'Mme. Marvel' sur Disney Plus est la représentation musulmane que j'attendais - 1

Kamala Khan tourne la clé dans le contact, chuchote « bismillah » et prend une profonde inspiration. Il y a un regard de détermination féroce sur son visage alors qu’elle claque son pied sur la pédale d’accélérateur. Dans un mouvement soudain, la voiture recule et percute la voiture garée derrière elle, qui appartient à son examinateur de permis de conduire, qui regarde avec horreur depuis le siège passager.

« Vous l’avez mise en échec, en la faisant conduire dans la rue avec toutes les autres voitures », dit la mère de Khan d’un ton accusateur à l’examinateur.

« Madame, à cause de votre fille, je rentre à pied », répond-il à contrecœur.

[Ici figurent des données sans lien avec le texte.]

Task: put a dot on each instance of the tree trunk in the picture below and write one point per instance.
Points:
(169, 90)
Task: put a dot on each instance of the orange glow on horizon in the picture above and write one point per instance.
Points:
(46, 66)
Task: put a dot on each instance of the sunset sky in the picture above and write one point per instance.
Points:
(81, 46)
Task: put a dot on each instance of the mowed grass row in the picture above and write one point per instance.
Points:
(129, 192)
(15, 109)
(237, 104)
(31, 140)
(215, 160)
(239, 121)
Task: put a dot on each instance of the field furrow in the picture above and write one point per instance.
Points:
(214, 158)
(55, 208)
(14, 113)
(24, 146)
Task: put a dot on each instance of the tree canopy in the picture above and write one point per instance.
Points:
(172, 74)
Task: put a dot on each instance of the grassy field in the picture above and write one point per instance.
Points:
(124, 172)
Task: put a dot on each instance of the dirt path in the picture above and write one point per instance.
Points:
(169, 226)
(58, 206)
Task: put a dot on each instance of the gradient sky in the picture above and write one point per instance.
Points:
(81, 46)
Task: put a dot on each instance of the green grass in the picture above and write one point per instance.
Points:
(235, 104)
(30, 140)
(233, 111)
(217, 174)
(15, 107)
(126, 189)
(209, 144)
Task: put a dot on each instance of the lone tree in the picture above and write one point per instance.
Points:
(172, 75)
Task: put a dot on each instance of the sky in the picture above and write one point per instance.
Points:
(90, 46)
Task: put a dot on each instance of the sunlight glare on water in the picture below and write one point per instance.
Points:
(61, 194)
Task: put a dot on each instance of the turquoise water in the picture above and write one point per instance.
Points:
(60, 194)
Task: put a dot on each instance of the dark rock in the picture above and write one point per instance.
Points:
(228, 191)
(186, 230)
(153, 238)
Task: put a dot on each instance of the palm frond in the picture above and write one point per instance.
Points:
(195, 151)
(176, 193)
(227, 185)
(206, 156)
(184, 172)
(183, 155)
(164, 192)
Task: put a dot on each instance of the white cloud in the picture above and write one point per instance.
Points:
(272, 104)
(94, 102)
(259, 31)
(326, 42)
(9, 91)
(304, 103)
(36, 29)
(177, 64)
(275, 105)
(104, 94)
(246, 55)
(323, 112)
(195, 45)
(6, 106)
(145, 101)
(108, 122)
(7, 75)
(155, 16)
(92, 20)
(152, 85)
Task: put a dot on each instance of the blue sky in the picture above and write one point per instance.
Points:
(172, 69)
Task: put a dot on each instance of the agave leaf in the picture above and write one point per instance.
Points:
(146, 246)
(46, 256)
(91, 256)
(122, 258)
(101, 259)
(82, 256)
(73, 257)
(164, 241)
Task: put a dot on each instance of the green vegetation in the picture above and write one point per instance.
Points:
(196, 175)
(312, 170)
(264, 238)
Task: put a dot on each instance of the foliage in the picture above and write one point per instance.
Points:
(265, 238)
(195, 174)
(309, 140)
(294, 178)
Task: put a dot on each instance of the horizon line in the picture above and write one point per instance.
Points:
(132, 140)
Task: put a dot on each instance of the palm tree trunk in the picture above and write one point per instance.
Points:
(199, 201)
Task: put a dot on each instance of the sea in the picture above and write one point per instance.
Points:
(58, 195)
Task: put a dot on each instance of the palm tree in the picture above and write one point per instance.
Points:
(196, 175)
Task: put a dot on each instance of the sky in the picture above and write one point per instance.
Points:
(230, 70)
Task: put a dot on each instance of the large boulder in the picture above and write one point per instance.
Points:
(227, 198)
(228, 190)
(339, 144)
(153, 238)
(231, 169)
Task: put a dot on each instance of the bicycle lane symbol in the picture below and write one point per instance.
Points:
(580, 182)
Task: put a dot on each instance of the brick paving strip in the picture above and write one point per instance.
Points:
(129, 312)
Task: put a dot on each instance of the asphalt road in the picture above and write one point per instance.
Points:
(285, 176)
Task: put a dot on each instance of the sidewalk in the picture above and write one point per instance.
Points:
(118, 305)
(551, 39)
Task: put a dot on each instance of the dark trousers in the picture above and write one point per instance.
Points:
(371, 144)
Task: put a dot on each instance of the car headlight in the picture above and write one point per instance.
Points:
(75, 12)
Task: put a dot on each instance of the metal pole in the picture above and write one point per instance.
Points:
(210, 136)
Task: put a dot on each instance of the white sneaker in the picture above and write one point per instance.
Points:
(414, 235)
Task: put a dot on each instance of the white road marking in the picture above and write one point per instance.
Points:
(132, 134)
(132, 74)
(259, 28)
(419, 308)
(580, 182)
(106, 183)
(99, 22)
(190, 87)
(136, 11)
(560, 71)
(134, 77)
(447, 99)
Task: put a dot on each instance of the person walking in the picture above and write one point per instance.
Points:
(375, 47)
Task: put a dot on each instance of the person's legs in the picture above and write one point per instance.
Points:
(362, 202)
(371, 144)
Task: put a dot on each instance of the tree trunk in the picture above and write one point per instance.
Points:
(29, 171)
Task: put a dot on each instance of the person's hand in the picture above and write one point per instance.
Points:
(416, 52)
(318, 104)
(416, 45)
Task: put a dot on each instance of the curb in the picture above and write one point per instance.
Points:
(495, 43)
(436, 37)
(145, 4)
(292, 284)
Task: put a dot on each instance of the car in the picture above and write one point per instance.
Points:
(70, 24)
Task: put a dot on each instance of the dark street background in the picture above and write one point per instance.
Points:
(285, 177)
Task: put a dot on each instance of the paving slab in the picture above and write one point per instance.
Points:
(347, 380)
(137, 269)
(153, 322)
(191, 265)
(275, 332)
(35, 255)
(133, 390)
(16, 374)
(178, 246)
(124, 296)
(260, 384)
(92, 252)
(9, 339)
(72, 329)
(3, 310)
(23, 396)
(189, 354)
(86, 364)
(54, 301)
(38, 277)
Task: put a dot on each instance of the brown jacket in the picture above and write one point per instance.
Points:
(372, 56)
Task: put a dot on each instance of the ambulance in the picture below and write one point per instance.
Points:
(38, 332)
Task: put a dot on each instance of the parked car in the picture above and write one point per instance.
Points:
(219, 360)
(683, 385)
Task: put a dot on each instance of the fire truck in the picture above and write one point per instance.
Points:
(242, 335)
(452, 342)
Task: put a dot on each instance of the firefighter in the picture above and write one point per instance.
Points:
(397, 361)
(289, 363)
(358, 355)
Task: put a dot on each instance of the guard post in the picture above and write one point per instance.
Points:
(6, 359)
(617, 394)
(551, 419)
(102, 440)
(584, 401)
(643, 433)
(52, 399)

Cela se produit dans les quatre premières minutes du nouveau spectacle MCU de Disney Plus Mme Marvelqui étoiles Iman Vellani en tant que personnage principal Kamala Khan, une adolescente musulmane américaine imaginative mais maladroite – et souvent maladroite – qui grandit à Jersey City.

Dès le début, des phrases islamiques telles que « bismillah » (au nom de Dieu), « assalamu alaikum » (la paix soit sur vous) et « astaghfirullah » (je demande pardon à Dieu) sont saupoudrées dans le dialogue de l’émission, normalisant termes qui sont autrement rares dans le monde de la télévision – un monde dans lequel les musulmans sont à peine représentés. J’ai l’impression d’être dans une langue secrète.

Mme Marvel, qui débute le 8 juin, n’est pas seulement une émission sur une jeune fille qui découvre ses propres super pouvoirs. Il s’agit d’une fille aux prises avec une double identité en tant que musulmane américaine pakistanaise. Il raconte une histoire familière à tant de musulmans avec des identités à trait d’union, des musulmans qui ont grandi sans voir quelqu’un comme nous à la télévision, et sans entendre des phrases qui font partie de notre existence quotidienne.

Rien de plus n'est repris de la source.